On semi-separability and differentiation matrices
Arieh Iserles
TL;DR
This paper analyzes differentiation matrices arising from Jacobi-based W-functions in univariate spectral methods with zero boundary conditions on a compact interval. It derives an explicit Jacobi differentiation matrix and proves it is semi-separable of rank 2, with the square becoming semi-separable of rank 4, enabling fast O(N) linear algebra for discretized PDEs. A key contribution is a general result showing that the product of semi-separable matrices preserves a bounded rank, which has practical implications for forming operators like the Laplacian.
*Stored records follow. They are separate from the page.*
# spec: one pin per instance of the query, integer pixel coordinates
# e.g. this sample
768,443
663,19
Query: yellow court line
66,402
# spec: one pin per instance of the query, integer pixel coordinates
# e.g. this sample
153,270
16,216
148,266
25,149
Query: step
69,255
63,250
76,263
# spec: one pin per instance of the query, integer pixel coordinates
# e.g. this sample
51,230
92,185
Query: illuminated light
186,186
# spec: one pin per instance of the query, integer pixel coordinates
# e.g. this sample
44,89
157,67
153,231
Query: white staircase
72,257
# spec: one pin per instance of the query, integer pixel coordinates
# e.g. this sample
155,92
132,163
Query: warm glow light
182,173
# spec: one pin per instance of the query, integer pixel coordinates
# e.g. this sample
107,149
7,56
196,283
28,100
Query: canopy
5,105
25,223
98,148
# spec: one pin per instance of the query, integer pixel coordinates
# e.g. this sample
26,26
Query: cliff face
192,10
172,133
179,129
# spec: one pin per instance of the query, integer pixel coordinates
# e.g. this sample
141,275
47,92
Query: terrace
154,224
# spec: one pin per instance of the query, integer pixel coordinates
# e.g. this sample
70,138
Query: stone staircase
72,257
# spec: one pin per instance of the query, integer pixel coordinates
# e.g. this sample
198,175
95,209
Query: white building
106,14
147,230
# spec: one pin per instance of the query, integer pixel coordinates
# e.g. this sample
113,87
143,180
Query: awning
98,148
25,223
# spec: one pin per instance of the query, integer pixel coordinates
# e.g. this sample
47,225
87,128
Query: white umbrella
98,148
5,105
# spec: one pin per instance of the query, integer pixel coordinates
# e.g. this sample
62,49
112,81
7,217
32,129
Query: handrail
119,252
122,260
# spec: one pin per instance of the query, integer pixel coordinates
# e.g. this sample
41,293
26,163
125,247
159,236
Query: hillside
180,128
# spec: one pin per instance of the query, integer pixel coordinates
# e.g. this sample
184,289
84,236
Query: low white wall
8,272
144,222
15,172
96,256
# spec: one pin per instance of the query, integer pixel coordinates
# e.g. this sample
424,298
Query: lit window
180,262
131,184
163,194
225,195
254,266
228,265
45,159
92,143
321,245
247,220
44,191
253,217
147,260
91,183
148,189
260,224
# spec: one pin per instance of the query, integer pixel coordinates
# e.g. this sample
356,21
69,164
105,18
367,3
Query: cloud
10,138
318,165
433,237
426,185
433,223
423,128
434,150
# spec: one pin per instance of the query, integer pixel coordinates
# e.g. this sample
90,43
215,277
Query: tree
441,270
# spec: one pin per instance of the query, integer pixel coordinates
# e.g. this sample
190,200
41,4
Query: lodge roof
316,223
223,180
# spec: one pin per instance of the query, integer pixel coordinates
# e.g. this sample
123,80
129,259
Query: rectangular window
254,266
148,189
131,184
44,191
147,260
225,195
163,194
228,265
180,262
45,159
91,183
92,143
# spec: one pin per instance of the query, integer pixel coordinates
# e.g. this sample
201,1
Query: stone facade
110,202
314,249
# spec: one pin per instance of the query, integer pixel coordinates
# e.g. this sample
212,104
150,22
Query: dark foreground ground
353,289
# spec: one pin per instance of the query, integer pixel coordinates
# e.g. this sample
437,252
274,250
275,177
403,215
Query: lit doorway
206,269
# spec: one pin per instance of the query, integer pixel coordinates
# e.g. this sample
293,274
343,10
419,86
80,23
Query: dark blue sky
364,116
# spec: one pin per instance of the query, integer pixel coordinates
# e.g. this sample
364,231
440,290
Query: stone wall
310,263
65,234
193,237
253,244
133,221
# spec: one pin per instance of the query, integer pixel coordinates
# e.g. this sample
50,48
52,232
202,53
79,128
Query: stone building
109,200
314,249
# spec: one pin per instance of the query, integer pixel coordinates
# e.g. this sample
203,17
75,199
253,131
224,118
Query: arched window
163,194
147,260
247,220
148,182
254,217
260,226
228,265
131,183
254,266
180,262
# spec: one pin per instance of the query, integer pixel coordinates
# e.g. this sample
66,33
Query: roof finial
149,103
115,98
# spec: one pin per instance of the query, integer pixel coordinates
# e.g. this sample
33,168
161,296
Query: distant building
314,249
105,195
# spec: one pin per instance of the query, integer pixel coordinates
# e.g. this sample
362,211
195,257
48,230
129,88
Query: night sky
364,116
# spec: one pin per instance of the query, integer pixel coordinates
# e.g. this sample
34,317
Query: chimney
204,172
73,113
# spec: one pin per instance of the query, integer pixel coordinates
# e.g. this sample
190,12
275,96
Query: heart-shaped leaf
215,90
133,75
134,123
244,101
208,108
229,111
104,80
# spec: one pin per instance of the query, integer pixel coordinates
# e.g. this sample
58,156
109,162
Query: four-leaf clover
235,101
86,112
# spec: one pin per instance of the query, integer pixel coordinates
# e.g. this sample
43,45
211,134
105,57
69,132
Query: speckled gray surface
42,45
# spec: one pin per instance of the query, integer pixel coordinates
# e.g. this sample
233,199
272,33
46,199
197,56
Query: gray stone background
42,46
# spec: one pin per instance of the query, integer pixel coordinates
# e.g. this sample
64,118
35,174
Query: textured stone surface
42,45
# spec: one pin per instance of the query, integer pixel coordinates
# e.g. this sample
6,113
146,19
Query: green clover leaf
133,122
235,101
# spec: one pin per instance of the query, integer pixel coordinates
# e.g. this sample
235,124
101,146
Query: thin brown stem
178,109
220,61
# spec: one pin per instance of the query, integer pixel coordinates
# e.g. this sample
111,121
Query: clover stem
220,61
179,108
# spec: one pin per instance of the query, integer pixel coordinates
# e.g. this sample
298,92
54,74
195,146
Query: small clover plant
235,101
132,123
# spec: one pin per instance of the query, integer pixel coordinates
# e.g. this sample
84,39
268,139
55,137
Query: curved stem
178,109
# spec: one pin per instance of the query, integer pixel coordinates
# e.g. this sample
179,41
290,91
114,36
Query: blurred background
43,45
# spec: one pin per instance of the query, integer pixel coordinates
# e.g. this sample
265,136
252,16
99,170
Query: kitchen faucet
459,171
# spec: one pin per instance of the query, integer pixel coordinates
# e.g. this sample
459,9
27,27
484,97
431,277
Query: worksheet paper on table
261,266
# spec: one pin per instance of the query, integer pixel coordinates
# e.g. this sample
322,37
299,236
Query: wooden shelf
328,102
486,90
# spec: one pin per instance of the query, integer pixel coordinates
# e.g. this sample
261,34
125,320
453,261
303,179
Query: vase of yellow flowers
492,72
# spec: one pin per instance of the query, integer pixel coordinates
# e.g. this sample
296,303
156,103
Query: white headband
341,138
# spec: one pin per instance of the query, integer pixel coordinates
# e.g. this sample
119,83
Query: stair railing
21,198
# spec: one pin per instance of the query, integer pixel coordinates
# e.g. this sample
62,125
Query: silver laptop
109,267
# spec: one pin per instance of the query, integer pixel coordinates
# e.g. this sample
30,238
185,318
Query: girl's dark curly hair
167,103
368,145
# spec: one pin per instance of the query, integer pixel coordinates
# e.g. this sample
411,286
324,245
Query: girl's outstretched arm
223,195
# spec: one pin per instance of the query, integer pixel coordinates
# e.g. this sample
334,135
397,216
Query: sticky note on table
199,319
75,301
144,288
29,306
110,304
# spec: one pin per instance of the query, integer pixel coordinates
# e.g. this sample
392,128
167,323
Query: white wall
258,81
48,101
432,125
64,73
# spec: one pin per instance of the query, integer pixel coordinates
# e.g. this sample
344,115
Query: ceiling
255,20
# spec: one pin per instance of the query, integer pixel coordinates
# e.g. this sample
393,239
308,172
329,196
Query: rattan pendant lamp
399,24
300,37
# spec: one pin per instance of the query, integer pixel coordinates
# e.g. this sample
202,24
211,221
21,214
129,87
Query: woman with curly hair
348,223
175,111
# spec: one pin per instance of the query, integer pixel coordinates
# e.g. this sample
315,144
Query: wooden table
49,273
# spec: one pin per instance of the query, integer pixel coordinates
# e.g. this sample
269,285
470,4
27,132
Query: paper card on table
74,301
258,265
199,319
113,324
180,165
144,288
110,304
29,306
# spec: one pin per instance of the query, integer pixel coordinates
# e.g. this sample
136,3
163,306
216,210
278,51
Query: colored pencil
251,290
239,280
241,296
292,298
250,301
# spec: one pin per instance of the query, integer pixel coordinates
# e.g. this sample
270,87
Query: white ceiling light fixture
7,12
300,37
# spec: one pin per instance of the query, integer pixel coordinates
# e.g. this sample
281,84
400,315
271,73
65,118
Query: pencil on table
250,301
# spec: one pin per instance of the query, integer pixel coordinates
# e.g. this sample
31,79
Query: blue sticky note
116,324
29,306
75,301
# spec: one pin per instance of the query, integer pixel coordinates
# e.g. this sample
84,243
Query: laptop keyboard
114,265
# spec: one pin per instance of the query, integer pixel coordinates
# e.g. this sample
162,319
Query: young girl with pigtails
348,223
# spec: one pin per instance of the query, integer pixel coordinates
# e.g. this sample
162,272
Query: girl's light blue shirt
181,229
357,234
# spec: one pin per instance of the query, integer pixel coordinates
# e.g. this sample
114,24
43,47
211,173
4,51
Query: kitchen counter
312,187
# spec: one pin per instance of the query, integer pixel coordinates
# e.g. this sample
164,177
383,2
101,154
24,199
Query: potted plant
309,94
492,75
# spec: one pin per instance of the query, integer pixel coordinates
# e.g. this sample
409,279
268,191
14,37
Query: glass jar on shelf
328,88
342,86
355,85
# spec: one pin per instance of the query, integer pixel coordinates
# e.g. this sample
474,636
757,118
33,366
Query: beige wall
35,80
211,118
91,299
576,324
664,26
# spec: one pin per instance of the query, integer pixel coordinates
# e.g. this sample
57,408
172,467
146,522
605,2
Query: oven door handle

The work also explores structural connections to the Askey scheme and discusses broader geometric and computational consequences for spectral-method frameworks.
Abstract
The theory of spectral methods for partial differential equations leads to infinite-dimensional matrices which represent the derivative operator with respect to an underlying orthonormal basis. Favourable properties of such differentiation matrices are crucial in the design of good spectral methods. It is known that bases using Laguerre and ultraspherical polynomials lead to semi-separable differentiation matrices of rank 1. In this paper we consider orthonormal bases constructed from Jacobi polynomials and prove that the underlying differentiation matrices are semi-separable of rank 2. This requires new results on semi-separable matrices which might be interesting in a wider context.